Wir schreiben das Jahr 2010: In der Politik und in der Öffentlichkeit wird über den Jugendmedienschutzstaatsvertrag (JMStV) diskutiert.
Nach Plänen von Lobbyisten (die interessanterweise in der Erotikbranche unterwegs sind) und einiger Bundesländer sollen Alterskennzeichnungen, nach dem Muster der Alterskennzeichnung im Fernsehen (Eigentlich sind diese Altershinweise vor Sendungen lächerlich, denn wer schaltet unter 16 bzw. 18 Jahren wirklich ab?!?), auf Webseiten eingeführt werden. Eltern sollten dann Jugendschutzfiltersoftware auf die Rechner installieren, die entsprechende Alterskennzeichnungen auslesen und die Seiten automatisch anzeigen bzw. einen Aufruf unterbinden sollen.
Warum gerade Lobbyisten aus der Erotikbranche ein großes Interesse an so einem System haben ist klar, denn bislang dürfen freie Hardcore-Angebote erst in den späten Abendstunden erreichbar sein, mit dem maschinengestützten Alterssystem könnten sie Rund um die Uhr ihre Onlineangebote anbieten und damit Geld verdienen. Aber es ist nicht nur die Erotikbranche die hier Geld verdienen möchte, sondern auch andere Medienunternehmen wollen einen Stück vom Kuchen abhaben – Beim Senden von FSK 16/ FSK18-Programminhalten per Livestream, mit Werbeunterbrechungen.
In den Parlamentsanhörungen wurde schnell deutlich, dass die vorgeschlagenen Altersklassifizierungen in der Praxis von Bloggern und privaten Webseitenbetreibern kaum umsetzbar waren. Private Webseiten und Blogs würden gegen geltendes Recht verstoßen, wenn sie keine Klassifizierung vornähmen und sich damit der Gefahr von Abmahnungen aussetzen würden.

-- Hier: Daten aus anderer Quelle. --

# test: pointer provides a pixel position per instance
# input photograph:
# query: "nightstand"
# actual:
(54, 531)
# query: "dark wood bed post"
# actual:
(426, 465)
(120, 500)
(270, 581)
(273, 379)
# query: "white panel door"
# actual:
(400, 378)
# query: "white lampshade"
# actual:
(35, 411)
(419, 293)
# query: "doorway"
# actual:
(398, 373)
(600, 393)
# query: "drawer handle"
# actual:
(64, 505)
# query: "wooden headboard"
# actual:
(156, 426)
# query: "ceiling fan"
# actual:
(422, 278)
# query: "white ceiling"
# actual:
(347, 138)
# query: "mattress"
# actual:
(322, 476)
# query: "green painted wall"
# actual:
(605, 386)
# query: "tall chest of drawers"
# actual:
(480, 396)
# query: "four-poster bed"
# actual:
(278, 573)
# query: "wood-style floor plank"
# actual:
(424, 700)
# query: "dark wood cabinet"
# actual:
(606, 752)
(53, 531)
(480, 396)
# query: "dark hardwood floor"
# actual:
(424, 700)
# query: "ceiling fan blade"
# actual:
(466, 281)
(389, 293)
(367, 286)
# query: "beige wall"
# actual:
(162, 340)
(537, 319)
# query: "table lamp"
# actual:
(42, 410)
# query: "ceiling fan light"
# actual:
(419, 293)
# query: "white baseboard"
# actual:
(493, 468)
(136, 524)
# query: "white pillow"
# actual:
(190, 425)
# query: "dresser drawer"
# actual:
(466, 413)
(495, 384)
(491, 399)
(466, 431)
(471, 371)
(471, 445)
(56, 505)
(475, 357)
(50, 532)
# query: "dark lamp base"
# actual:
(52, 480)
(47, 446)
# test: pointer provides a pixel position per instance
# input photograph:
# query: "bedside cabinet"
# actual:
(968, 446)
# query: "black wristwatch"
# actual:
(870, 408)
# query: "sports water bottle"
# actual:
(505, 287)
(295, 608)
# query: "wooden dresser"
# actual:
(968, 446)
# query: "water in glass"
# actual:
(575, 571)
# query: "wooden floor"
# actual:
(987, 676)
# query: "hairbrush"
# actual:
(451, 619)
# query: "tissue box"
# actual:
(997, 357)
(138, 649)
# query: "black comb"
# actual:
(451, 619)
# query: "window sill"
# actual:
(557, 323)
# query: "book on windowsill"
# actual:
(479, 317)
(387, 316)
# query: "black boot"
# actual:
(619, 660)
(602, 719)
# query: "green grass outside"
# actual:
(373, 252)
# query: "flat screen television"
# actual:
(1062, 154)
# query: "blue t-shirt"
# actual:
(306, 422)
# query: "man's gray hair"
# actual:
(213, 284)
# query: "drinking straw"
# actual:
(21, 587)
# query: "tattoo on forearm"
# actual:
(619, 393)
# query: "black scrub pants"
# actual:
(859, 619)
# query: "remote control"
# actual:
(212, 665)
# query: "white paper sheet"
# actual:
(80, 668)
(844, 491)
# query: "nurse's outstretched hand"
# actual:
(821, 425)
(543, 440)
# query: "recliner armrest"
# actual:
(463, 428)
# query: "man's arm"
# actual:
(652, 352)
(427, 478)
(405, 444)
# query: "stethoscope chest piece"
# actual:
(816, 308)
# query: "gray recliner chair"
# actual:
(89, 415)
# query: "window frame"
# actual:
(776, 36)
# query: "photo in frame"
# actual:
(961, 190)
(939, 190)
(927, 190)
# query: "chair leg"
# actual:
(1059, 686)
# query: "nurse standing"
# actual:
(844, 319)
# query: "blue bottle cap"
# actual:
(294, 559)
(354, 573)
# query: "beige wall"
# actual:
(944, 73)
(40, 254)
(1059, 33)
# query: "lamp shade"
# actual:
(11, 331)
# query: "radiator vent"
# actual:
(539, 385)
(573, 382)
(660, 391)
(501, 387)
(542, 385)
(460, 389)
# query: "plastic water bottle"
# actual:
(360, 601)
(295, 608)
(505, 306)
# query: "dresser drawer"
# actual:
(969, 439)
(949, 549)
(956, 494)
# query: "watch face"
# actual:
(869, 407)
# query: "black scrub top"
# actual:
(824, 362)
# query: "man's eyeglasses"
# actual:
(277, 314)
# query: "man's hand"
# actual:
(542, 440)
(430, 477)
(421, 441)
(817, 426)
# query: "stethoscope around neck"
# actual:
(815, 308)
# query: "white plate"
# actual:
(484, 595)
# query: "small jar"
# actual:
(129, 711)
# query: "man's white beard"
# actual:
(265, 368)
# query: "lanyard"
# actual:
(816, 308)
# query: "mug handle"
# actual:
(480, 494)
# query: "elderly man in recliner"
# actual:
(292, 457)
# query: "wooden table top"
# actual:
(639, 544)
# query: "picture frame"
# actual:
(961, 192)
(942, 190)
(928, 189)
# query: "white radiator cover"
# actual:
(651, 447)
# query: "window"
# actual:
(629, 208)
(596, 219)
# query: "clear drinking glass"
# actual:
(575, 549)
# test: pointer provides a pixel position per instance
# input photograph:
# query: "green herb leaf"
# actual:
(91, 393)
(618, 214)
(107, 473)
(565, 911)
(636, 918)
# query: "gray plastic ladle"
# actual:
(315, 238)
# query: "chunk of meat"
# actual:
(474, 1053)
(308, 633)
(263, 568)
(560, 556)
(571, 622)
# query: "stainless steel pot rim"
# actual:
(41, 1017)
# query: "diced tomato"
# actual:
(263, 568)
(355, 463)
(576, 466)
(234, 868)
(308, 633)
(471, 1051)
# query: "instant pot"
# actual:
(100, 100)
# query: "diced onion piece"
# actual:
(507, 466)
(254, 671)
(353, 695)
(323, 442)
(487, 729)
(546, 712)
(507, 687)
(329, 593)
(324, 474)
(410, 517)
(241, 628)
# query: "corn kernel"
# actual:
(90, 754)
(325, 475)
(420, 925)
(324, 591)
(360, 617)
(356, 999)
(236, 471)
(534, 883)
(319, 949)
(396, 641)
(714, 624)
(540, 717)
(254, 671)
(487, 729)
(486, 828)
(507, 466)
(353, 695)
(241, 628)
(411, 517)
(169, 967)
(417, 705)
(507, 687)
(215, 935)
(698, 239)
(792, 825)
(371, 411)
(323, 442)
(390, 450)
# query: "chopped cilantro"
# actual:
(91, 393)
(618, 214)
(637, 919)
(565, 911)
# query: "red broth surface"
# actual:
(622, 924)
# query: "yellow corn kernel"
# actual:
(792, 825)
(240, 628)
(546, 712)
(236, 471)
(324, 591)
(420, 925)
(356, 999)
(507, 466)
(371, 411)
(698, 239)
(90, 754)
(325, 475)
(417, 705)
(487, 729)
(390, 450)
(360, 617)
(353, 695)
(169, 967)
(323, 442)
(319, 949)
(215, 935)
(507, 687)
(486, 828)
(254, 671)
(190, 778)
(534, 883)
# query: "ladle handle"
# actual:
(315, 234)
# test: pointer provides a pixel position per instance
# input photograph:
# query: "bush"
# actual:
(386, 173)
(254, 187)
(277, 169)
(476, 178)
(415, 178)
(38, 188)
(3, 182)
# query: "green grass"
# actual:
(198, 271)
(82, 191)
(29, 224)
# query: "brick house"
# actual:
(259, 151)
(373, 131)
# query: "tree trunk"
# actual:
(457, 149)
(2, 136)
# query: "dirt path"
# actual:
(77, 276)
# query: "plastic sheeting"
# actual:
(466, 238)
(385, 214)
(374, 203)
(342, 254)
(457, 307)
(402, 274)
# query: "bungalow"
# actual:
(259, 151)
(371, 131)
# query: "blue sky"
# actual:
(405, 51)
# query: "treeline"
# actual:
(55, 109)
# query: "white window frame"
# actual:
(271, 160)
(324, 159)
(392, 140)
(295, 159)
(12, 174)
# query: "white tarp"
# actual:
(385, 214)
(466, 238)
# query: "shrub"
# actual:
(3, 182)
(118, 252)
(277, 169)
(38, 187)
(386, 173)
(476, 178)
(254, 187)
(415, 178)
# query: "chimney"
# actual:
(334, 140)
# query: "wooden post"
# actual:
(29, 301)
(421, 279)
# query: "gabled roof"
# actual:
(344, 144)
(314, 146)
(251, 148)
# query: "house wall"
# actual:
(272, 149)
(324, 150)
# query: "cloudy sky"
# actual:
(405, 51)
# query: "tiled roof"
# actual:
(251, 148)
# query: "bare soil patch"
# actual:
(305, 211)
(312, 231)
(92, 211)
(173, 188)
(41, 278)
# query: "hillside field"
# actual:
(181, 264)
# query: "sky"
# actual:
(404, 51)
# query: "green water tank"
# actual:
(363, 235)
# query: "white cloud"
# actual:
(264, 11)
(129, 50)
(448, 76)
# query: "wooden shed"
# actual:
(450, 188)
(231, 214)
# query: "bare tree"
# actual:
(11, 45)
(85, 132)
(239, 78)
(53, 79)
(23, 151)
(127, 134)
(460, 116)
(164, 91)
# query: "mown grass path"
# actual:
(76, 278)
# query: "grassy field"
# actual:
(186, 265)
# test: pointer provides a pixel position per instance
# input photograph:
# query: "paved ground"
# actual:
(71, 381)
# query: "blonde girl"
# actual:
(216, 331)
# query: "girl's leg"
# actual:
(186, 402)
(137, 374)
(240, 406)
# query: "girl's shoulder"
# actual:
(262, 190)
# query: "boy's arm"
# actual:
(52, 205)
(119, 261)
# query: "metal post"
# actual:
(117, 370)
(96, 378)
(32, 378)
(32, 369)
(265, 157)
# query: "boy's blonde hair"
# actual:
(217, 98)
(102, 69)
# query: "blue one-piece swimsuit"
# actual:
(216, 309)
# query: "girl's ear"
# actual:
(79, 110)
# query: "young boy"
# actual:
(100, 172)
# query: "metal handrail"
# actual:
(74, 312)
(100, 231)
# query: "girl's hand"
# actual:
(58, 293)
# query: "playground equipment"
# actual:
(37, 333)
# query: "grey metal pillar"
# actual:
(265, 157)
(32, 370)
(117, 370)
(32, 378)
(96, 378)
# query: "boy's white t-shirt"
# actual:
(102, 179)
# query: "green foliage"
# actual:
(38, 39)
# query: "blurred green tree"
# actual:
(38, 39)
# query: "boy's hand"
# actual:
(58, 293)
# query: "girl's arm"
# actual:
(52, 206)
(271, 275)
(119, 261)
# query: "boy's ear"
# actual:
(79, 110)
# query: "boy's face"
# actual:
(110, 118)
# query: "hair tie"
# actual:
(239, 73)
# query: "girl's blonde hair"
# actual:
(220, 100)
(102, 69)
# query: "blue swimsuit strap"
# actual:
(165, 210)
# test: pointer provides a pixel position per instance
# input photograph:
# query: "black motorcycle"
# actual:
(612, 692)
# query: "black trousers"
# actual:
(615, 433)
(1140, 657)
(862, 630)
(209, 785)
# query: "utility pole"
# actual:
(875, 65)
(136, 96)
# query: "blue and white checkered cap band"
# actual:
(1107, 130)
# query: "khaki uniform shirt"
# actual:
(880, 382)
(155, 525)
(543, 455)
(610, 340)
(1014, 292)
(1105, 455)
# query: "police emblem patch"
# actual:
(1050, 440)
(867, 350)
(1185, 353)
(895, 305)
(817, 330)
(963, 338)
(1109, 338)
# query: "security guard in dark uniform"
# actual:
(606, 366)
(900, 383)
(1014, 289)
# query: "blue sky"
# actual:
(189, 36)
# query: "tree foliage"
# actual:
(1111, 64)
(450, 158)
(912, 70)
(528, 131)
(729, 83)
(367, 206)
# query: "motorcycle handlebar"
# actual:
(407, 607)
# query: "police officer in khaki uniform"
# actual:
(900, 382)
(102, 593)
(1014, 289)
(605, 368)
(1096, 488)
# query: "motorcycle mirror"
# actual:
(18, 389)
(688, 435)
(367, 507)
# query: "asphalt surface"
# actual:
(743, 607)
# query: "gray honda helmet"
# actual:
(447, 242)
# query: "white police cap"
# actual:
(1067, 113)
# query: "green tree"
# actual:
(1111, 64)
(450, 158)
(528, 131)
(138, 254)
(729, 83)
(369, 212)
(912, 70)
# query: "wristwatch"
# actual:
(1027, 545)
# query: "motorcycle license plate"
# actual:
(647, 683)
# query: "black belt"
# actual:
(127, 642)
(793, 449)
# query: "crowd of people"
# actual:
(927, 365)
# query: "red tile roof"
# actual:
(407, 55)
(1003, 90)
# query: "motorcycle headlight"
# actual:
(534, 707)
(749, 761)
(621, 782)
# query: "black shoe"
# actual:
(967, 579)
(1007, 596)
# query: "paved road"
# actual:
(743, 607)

Um dieser Gefahr aus dem Weg zu gehen würden die Seitenbetreiber per se ihre Webseite “ab 18″ klassifizieren (auch wenn sie harmloses Material auf ihrer Seite haben bzw. aufgrund von Zeitmangel nicht jeden Eintrag im Forum/Blog kontrollieren können/wollen) und damit einen großen User-Anteil ausschließen.
Nach einem langen Diskussionsprozess, in dem sich auch die Jusos in NRW tatkräftig eingebracht haben, scheiterte die Novellierung des Staatsvertrages am Nein einiger Bundesländern – u.a. an NRW.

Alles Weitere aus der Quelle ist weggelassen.